Reasonable minds can differ on all of the above topics. Nevertheless, with the notable exception of healthcare reform, political polarization along partisan or ideological fault lines is less likely on these subjects than in many other areas of public policy. That presents the tech entrepreneurship community with a genuine opportunity to influence outcomes. Regardless of the party affiliation of the elected officials who represent your state and district, giving voice to these concerns can help push laws and regulations in the direction of startups, entrepreneurs and their investors — creating more good jobs, more economic growth, increasing productivity through innovation, and preserving America’s clearest comparative advantage in an increasingly competitive global economy.

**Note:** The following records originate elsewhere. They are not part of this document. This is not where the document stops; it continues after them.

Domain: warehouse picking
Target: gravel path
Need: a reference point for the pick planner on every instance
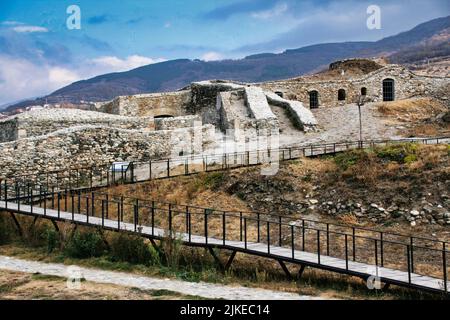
(206, 290)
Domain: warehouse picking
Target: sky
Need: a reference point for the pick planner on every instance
(39, 53)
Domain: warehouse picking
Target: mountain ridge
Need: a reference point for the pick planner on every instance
(175, 74)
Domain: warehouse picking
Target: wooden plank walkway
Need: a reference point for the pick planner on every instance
(363, 270)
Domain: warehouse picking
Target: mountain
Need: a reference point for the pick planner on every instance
(426, 40)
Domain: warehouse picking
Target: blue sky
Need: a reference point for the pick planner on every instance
(39, 54)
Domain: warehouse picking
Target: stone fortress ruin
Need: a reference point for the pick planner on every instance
(194, 119)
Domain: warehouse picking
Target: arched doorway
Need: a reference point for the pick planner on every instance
(279, 93)
(341, 95)
(388, 90)
(313, 99)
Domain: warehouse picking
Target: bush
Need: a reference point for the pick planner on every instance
(400, 153)
(52, 239)
(132, 249)
(214, 180)
(85, 245)
(5, 230)
(347, 159)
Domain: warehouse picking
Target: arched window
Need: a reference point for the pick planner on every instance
(313, 99)
(341, 95)
(388, 90)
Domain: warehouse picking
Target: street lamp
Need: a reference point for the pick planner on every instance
(361, 101)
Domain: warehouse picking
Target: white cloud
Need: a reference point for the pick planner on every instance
(276, 11)
(114, 64)
(59, 77)
(212, 56)
(21, 78)
(11, 23)
(29, 29)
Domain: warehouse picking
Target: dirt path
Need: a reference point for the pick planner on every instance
(201, 289)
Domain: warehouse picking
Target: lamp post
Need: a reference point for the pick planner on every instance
(361, 101)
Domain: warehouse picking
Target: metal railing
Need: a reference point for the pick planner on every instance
(411, 254)
(139, 171)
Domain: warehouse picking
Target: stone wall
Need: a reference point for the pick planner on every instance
(41, 122)
(407, 85)
(301, 117)
(87, 146)
(178, 122)
(9, 129)
(149, 105)
(204, 98)
(245, 112)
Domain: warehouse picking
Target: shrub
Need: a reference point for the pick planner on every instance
(398, 153)
(5, 230)
(132, 249)
(347, 159)
(214, 180)
(52, 239)
(85, 245)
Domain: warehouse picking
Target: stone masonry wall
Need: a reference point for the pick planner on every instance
(178, 122)
(407, 85)
(149, 105)
(9, 129)
(87, 146)
(41, 122)
(204, 98)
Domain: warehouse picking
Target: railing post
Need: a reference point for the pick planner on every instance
(206, 226)
(303, 235)
(153, 218)
(257, 224)
(87, 209)
(170, 220)
(409, 262)
(328, 239)
(103, 213)
(318, 246)
(346, 252)
(376, 255)
(240, 226)
(187, 219)
(444, 265)
(59, 206)
(354, 243)
(279, 231)
(168, 168)
(118, 215)
(190, 226)
(292, 241)
(136, 215)
(245, 233)
(93, 204)
(223, 227)
(150, 169)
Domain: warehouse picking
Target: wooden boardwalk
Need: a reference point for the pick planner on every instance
(363, 270)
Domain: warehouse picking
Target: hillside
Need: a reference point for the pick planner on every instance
(430, 37)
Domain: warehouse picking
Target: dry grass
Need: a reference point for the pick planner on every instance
(411, 110)
(23, 286)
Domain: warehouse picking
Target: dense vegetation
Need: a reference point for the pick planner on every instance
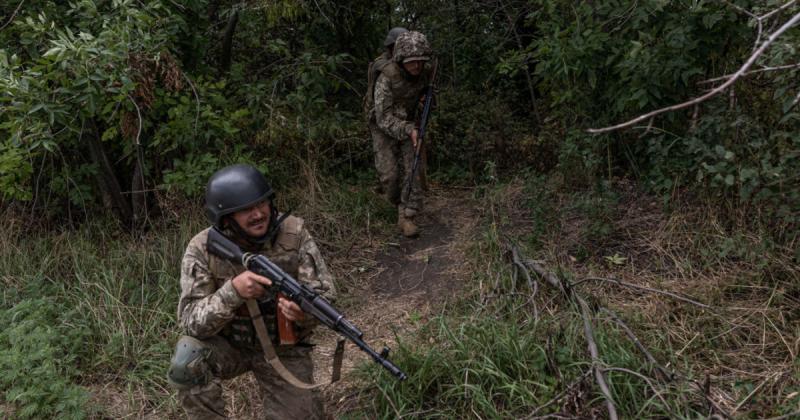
(113, 113)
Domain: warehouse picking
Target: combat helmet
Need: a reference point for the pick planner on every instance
(412, 46)
(391, 37)
(234, 188)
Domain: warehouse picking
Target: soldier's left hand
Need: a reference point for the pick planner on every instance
(290, 310)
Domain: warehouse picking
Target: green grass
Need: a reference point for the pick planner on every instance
(91, 309)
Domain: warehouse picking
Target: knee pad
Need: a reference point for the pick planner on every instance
(189, 367)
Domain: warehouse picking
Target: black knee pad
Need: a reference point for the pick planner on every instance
(189, 367)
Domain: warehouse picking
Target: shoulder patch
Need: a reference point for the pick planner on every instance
(289, 235)
(391, 70)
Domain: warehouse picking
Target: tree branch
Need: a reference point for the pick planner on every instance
(14, 14)
(636, 286)
(598, 372)
(742, 70)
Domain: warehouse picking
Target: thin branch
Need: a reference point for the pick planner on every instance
(761, 70)
(139, 114)
(561, 394)
(14, 14)
(649, 356)
(649, 382)
(791, 22)
(598, 372)
(793, 415)
(636, 286)
(753, 392)
(197, 100)
(547, 276)
(778, 10)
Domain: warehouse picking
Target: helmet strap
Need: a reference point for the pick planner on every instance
(256, 243)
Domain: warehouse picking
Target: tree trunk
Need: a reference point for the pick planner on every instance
(227, 42)
(107, 180)
(138, 193)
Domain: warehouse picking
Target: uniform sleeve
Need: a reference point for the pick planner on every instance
(313, 273)
(312, 270)
(204, 309)
(391, 124)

As if on cue, Bloomberg BusinessWeek published an article the day after this post entitled Stanford’s Gift to the World: Alumni’s Vast Economic Impact. Keeping in mind that this is one university, a report on one of the largest studies of its kind ever conducted found that:
- 39,900 active for-profit companies and some 30,000 nonprofit organizations can trace their beginnings back to Stanford
- Businesses with Stanford roots generate combined annual revenue of $2.7 trillion — which, if it were a nation, would make it the 10th largest economy in the world
- These businesses have created an estimated 5.4 million jobs since the 1930s
Further details on the study, as well as links to the full report and executive summary, can be found in this Stanford Report article.